The design is loosely based on The Golden Ratio — recently seen quite often in weather reports of hurricanes as well as the familiar Nautilus Shell’s interior, and many other phenomenal designs. I did not measure, of course. (I apologize, dear Edward Povey.) But still… a spiral does encourage the eye to stay inside the frame of a painting, and so I used curves in places.
Leonardo was interested in the Golden ratio, and so might we take a look at how that natural shape is part of the natural world — with no help from a compass or human measuring devices. If it’s good enough for God, it should be very attractive to us!

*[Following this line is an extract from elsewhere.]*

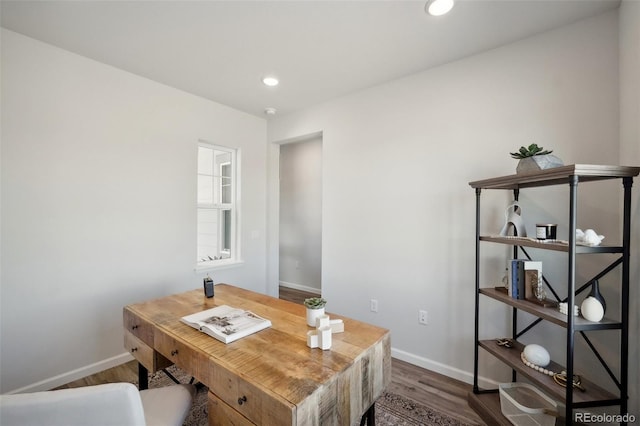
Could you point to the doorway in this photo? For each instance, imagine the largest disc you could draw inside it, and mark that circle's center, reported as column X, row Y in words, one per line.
column 300, row 215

Abstract art is, to my own way of thinking, pretty much the same matters of line, form, value, color, and technique. Whether it’s a rendering of a real object or person, or whether it’s the expression of an idea or mood or revelation that has no familiar shape.
The Sketchbook series I recently did reminded me of how very related visual ways of expressing things are, simply because whatever I put in that book had the same challenges, really. Line, form, value, color, technique all lined up like steps no matter whether I was making an abstract expression of a shape or the expression of a real cat that says meow. As they said in art school, the model can be seen as a lump of clay.
My thanks to those who have enjoyed my ongoing art journeys of one kind or another — it is really so good to have people who will listen to me talk about something that has been a sort of drive all my life, and still is as stimulating as it was when I was splashing around with finger paints! (I still sometimes paint with my fingers.)